Marjorie Dent, 83, also participated in ceremonies last week, after earning her Doctor of Ministry: Chaplaincy. Like Bordenaro, she will put her degree into practice. She has served as a police chaplain in Atlanta for over five years.

Dent grew up in Kingston, Jamaica. After finishing high school, she traveled to England to study nursing.

“I left home with maybe 50 cents in my pocket because after I bought my suitcase and everything else, that’s all I had left,” she said.

But she never finished her degree in England. She met her husband, the late Major Jesse A. Dent Jr., during a trip to Germany and they eventually married and moved to the U.S.

In 1974, she completed her associate degree in nursing at Thomas Nelson Community College in Hampton, Va. Years later, she continued her studies at various schools in the Atlanta area. After graduating with her Master of Divinity from the Morehouse School of Religion in 1993, she earned a Certificate in Clinical Pastoral Education in 1994 from Emory University Hospital.

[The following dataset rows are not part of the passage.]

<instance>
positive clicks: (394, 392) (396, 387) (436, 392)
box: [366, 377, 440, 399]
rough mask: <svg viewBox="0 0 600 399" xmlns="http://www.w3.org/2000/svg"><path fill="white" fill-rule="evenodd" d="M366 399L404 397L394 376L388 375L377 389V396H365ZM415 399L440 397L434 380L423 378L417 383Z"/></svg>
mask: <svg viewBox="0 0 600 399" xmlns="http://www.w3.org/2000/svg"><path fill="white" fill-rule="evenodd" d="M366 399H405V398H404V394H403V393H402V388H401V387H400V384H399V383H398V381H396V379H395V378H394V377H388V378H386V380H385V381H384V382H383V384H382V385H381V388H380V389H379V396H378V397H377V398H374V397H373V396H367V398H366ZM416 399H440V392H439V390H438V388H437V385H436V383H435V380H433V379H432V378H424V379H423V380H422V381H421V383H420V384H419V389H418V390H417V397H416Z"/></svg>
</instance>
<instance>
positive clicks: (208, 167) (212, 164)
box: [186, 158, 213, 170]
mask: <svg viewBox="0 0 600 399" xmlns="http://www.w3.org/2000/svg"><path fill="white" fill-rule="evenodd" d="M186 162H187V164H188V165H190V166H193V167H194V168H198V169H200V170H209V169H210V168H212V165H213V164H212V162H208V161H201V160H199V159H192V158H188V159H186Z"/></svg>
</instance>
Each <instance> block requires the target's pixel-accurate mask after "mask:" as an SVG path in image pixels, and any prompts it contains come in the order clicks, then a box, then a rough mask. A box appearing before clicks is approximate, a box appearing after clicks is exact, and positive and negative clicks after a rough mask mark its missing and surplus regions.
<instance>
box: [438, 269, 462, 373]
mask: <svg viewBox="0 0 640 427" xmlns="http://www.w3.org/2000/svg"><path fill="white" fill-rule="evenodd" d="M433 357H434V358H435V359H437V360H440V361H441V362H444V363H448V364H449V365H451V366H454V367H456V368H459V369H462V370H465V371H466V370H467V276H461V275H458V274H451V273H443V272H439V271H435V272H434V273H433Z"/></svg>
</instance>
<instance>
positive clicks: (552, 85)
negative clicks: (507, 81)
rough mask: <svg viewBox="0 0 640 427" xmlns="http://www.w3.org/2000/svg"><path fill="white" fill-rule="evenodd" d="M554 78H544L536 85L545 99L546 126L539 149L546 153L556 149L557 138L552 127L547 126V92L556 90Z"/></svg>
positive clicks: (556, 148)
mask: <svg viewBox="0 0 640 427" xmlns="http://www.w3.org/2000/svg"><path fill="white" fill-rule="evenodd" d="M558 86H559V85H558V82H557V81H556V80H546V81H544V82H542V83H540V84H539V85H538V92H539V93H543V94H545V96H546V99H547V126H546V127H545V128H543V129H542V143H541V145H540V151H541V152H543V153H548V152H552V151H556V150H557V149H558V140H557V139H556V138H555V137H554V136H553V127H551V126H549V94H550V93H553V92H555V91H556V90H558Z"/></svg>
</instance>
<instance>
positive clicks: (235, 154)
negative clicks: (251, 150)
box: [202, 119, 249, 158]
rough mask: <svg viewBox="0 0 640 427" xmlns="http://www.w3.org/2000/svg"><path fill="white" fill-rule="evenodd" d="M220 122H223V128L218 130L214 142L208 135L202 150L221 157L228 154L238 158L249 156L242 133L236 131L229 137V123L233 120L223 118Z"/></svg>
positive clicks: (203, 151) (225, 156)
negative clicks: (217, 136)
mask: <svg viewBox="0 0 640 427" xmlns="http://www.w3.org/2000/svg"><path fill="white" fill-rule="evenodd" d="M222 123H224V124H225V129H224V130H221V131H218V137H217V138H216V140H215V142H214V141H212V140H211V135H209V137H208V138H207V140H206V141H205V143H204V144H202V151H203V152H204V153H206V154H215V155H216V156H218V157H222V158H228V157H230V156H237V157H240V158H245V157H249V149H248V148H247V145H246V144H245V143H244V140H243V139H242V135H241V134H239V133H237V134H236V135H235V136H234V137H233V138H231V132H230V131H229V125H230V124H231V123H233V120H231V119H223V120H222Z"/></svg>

Dent began working as a chaplain for police officers at the College Park Police Department in the Atlanta area after retiring in 2017 from church ministry.

In 2018, through College Park Police Department Senior Chaplain Jamelle McKenzie, Dent heard about Liberty and enrolled, finishing her doctorate last December.

“I want to enhance the chaplaincy in our department right now,” Dent said, especially as it undergoes new leadership and seeks to build trust with officers. “Some officers can feel like they’re not valued or cared for. Building that bridge of trust between the chaplains and the police officers will create a better atmosphere. We can just connect with them and listen to their story if they choose to (share it).”

In addition to battling health issues during her studies, her house flooded, and she had to move out for an entire year while repairs were made. But she was determined to continue her coursework.

Dent said she has appreciated the kindness and care she received from her Liberty professors.

“All of my professors were so caring and understanding. They motivated me, they prayed for me, and that was an essential part of my journey of finishing. You get weary along the way.”

She said she hopes that her story serves as a testimony to her loved ones that they too can chase their educational ambitions. Dent has five children, 11 grandchildren, and three great-grandchildren.

“I encourage my children and others (by reminding them) that with God all things are possible,” she said. “Trust in the Lord with all your heart and lean not to you your own understanding, in all your ways acknowledge him and he will direct your path.”

Dent began attending school in Jamaica when she was 3 years old. Now, 80 years later, her education journey has reached another milestone.


*All data reported is based on preliminary numbers for the 2022-23 academic year.